As a responsible buyer, you should be familiar with these costs that are both mortgage-related and government imposed. Although many of the fees may vary by locality, here are some common fees:

    • Appraisal Fee: This fee pays for the appraisal of the property. You may already have paid this fee at the beginning of your loan application process.
    • Credit Report Fee: This fee covers the cost of the credit report requested by the lender. This too may already have been paid when you applied for your loan.
    • Loan Origination Fee: This fee covers the lender's loan-processing costs. The fee is typically one percent of the total mortgage.
    • Loan Discount: You will pay this one-time charge if you have chosen to pay points to lower your interest rate. Each point you purchase equals one percent of the total loan.
    • Title Insurance Fees: These fees generally include costs for the title search, title examination, title insurance, document preparation and other miscellaneous title fees.
    • PMI Premium: If you buy a home with a low down payment, a lender usually requires that you pay a fee for mortgage insurance. This fee protects the lender against loss due to foreclosure. Once a new owner has 20 percent equity in their home, however, he or she can normally apply to eliminate this insurance.
    • Prepaid Interest Fee: This fee covers the interest payment from the date you purchases the home to the date of your first mortgage payment. Generally, if you buy a home early in the month, the prepaid interest fee will be substantially higher than if you buy it towards the end of the month.
    • Escrow Accounts: In locations where escrow accounts are common, a mortgage lender will usually start an account that holds funds for future annual property taxes and home insurance. At least one year advance plus two months worth of homeowner's insurance premium will be collected. In addition, taxes equal approximately to two months in excess of the number of months that have elapsed in the year are paid at closing. (If six months have passed, eight months of taxes will be collected.)
    • Recording Fees and transfer taxes: This expense is charged by most states for recording the purchase documents and transferring ownership of the property.

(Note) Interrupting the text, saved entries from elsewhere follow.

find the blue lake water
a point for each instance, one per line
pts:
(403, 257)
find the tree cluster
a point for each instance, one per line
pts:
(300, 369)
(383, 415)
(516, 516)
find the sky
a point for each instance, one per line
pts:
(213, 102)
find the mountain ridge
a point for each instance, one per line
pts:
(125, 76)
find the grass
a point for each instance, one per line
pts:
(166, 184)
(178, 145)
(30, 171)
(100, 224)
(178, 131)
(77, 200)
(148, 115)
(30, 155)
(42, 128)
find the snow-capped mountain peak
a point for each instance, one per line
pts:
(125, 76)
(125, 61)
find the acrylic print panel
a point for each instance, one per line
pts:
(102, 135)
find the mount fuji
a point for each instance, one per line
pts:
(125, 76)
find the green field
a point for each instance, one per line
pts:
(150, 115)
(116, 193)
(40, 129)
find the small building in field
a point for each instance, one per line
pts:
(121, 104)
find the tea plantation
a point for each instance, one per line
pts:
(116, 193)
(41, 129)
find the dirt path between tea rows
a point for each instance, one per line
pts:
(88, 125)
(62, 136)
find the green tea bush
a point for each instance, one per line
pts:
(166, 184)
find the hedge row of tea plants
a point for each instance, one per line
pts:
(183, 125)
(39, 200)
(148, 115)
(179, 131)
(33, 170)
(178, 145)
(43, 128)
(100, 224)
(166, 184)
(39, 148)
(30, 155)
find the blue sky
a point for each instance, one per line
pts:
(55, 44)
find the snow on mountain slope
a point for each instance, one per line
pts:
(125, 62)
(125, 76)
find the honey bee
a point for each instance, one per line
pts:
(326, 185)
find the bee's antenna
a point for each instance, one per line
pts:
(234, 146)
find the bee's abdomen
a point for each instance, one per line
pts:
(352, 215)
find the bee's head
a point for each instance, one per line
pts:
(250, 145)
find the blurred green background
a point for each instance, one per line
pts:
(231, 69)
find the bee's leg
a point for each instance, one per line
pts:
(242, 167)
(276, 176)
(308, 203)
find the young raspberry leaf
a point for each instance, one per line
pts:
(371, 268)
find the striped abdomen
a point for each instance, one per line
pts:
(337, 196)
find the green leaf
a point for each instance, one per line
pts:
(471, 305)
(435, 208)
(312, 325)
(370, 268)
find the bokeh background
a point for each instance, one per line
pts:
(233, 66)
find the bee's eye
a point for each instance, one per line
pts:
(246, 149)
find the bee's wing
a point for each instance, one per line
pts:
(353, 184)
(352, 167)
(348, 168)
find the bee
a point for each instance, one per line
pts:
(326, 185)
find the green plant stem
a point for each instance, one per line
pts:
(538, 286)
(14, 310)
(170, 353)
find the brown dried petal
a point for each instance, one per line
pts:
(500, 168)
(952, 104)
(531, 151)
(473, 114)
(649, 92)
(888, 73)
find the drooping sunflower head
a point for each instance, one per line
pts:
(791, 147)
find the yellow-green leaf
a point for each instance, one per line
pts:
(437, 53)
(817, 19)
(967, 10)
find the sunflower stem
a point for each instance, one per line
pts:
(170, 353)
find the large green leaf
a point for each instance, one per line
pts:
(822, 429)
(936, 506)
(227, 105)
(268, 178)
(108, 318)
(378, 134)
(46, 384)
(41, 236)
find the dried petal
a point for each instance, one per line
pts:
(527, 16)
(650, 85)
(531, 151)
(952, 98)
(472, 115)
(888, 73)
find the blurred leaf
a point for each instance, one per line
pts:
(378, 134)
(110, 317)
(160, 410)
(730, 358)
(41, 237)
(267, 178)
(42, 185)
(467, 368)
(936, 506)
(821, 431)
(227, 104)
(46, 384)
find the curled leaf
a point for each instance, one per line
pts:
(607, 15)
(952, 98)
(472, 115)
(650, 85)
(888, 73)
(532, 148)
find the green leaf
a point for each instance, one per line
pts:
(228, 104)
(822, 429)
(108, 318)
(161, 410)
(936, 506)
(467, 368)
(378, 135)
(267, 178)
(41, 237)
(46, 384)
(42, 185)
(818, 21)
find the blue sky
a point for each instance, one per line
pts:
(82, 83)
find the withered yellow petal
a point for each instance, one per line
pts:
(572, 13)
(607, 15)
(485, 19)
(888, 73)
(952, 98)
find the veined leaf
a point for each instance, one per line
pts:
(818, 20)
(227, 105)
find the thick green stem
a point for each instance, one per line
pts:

Make sure you consult a real estate professional in your area to find out which fees, and how much you will be expected to pay during the closing of you prospective home. Keep in mind. You can negotiate many (if not all) of these costs to be paid by the seller, known as seller paid closing costs. This is why it is so important to work closely with your loan officer before you even consider writing an offer.

Understanding your costs, obligations, and what to expect throughout the entire process will help make owning your dream home, a reality!